L'integrità e la consequenzialità del percorso narrativo sono
strettamente dipendenti dal contesto ideologico all'interno del
quale inseriamo l'episodio precedente. In altre parole, se
attribuiamo alle tre lamia una valenza negativa, allineandoci ad una
corrente critico-conservatrice ostile al concetto di “libertà
sessuale” come valore assoluto (cfr. She's a lady), quanto
segue nel plot e nelle liriche di The
Colony of Slippermen apparirà per lo più privo di
senso e ci darà la persistente sensazione di un'instabilità
“formale” dei contenuti e dei significati dell'opera stessa.
Il nostro “viandante”, Rael, si ritrova nel bel mezzo
di questa folla di esseri deformi e repellenti: « I wandered
lonely as a cloud, / Till I came upon this dirty street. » –
« Vagai da solo come una nuvola, / Finché arrivai su questa
sporca strada. ». I mostriciattoli, Slippermen ( «Amorfi»
),
danno sadicamente il benvenuto a Rael: « “Please join
in.” » – « “Prego,
unisciti a noi.” »; uno di questi si avvicina spiegandogli
che tutti quanti hanno ricevuto le stesse attenzioni e
carezze erotiche delle «lamia»
e che il loro stato mostruoso è il risultato dell’esperienza
sessuale trasgressiva: «
“Don't be alarmed at what you see, / You yourself are just the
same / As what you see in me”
» – « Non allarmarti per quel che vedi, /Tu,
tu stesso diventerai proprio uguale / A quello che vedi in me ».
Rael giustamente inorridisce: « “Me, like you? Like
that!” » – « “Io come
te? Io così!” ». – Si noti lo sbigottimento di Rael
e il senso di non appartenenza al gruppo che egli ci comunica. Rael
infatti non comprende per quale motivo l'esperienza erotica appena
vissuta debba trasformarlo in mostro deforme; in altre parole, Rael
ha già superato un certo numero di “prove” che l'hanno
progressivamente indirizzato verso un percorso di
“purificazione”, mentre qui si ritrova oppresso e insidiato da
una folla di “amorfi”, ossia esseri umani totalmente annullati
nelle loro capacità di manifestare un libero pensiero, che si danno
un gran da fare per sopraffare l'istinto di Rael
che al contrario si sta muovendo nella direzione di un radicale
cambiamento.
Riappare il fratello John intravisto in In the Cage
: anche lui trasformato in “Slipperman”. John ribadisce a
Rael (si veda il plot) i
concetti già espressi dagli Slippermen, facendogli intendere
che le orrende mostruosità sono dovute ad una vita dissoluta
passata a soddisfare ogni genere e specie di piacere sessuale e che
la causa di tutto ciò è l'incontenibile fame di sesso ereditata
dall’incontro con le lamia.
Il testo parla chiaro, quella degli Slippermen è fame
sessuale deviata, malata, perversa, psichicamente
e fisicamente autolesionista: « Each orifice disgracing
» – « Disonorando ogni orifizio ». E’ chiarissima
l’insistenza sul “demone femmina” (cfr. She'a a lady),
nella fattispecie le tre lamia,
come fonte di epidemie di perversità sessuali che gli Slippermen
usano come giustificazione per il loro stato. Noi però sappiamo –
dal finale in particolare – che il “fratello” John non
esiste, è semplicemente una proiezione dell’inconscio di Rael,
o meglio, un'immagine creata da Gabriel per rendere “visibile”

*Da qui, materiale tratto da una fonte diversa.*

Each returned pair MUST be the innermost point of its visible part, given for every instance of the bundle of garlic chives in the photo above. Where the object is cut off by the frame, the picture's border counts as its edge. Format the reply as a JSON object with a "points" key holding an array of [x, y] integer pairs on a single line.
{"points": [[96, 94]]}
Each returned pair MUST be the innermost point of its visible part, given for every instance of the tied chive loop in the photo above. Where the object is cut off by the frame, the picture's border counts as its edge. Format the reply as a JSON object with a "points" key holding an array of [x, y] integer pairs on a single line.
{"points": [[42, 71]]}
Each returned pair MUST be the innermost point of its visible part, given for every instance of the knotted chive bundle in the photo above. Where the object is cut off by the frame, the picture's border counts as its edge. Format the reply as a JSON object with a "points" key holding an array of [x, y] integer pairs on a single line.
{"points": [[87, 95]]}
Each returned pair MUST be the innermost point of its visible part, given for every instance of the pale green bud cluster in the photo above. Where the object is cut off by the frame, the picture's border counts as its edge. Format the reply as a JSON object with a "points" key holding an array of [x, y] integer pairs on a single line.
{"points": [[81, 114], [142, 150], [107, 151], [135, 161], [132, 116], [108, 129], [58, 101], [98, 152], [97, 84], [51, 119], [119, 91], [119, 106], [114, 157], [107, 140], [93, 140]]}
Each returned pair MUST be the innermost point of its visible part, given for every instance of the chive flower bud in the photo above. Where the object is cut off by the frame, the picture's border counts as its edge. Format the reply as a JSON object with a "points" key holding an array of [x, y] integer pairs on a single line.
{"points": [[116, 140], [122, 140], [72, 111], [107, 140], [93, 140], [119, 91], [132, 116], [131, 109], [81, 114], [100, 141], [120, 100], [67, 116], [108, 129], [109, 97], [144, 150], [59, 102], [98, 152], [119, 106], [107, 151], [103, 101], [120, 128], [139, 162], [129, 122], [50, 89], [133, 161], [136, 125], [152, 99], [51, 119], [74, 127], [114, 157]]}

il Sé di Rael che si sta facendo condizionare dal
senso di colpa inflitto dalla società castrante. Occorre infatti
non confondere la figura di Rael, che all'inizio della storia
è il Sé “malato” del narratore, ossia Gabriel, con la
presenza del “fratello” John
che, fin dalla sua apparizione (In The Cage), è il Sé
“inconscio” del personaggio
Rael. Ricordiamo infatti che
all'inizio del plot Gabriel parla in prima persona dicendoci: « ...
ma non riuscirete più a vedermi direttamente – Lui odia la mia
presenza. » (“lui” è Rael).
Da notarsi inoltre che, nella performance live su The
Colony of Slippermen,
Gabriel entra in scena “nascendo”, ossia fuoriuscendo
da un tunnel, nelle vesti di Slipperman. Come a sottolinearci
ulteriormente che è la “repressione sessuale”, la violenza e
gli abusi subiti, a produrre “mostri”: in senso lato li “mette
al mondo” e ne popola la società. Allora arriva il Doktor
Dyper che ti taglia l’affare (“mozza il cazzo!” «dock
the dick!»)
e quasi ti convincono che è la soluzione ideale per guarire la
piaga della sessualità deviata, della sessualità malata che sfoga
i suoi istinti in violenza (cfr. lo “stupro” in Back in N.
Y. C. ).
Qualcosa di analogo al trattamento “ludovico” a cui il governo
inglese sottopone il teppista Alex in
Arancia Meccanica di Kubrick/Burgess (1971/1962). Non
a caso abbiamo già citato il film precedentemente. Se ricordate, in
A Clockwork Orange, il condizionamento fa sì che
quando il soggetto dell'esperimento, Alex, incontrerà una
donna, le sue pulsioni sessuali, ritenute dalla società bigotta
“pericolose per natura”, si trasformino in conati di vomito e
violentissimi crampi all’addome: l’abuso sessuale sarà evitato
e Alex trasformato in “automa inoffensivo”. Gabriel, dal
canto suo, attraverso un'immaginazione surreale che fonda le radici
nella psiche e nella tradizione alchemica, va oltre. Il “mostro”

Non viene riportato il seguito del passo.